François-Marie Raoult bigraphy, stories - French chemist

François-Marie Raoult : biography

10 May 1830 - 1 April 1901

François-Marie Raoult (10 May 1830 - 1 April 1901) was a French chemist who conducted research into the behavior of solutions, especially their physical properties.

Activities and honors

  • Prix International de Chimie LaCaze (1889)
  • Davy Medal (1892)
  • Prix de l'Institut (1895)
  • Commandeur de la Légion d'Honneur (1900)

Life and work

Raoult was born at Fournes, in the département of Nord. He became aspirant répétiteur at the Lycée of Reims in 1853, and after holding several intermediate positions was appointed in 1862 to the professorship of chemistry in Sens lycée. There he prepared a thesis on electromotive force which gained him a doctor's degree in Paris the following year.

In 1867 Raoult was put in charge of chemistry classes at Grenoble, and three years later he succeeded to the chair of chemistry, which he held until his death in 1901. Raoult's earliest researches were physical in character, being largely concerned with the phenomena of the voltaic cell; later there was a period when more purely chemical questions engaged his attention.
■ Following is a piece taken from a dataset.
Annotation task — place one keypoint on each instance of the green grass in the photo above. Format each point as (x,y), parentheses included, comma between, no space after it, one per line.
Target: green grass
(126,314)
Raoult's name is best known in connection with work on solutions, to which he devoted the last two decades of his life. His first paper describing how solutes depressed the freezing points of solutions was published in 1878. Further experiments with various solvents, such as benzene and acetic acid, in addition to water, led him to believe in a simple relation between the molecular weights of a solute and the freezing-point of a solution. He expressed the relationship as the loi générale de la congélation, that if one molecule of a substance be dissolved in 100 molecules of any given solvent, the temperature of solidification of the latter will be lowered by 0.63 °C. Another relation on which Raoult worked was that concerning the depression of a solvent's vapor pressure, due to a solute, showing that the decrease is proportional to the solute's molecular weight. This relationships holds best in the limiting case of a dilute solution. These two generalizations afforded a new method of determining the molecular weights of dissolved substances, and were utilized by Jacobus van 't Hoff and Wilhelm Ostwald, among other chemists, in support of the hypothesis of electrolytic dissociation in solutions. Raoult's freezing-point depression method became even more useful after it was improved by Ernst Otto Beckmann and became a standard technique for determining molecular weights of organic substances.

An account of Raoult's life and work was given by Professor van 't Hoff in a memorial lecture delivered before the London Chemical Society on the 26th of March 1902.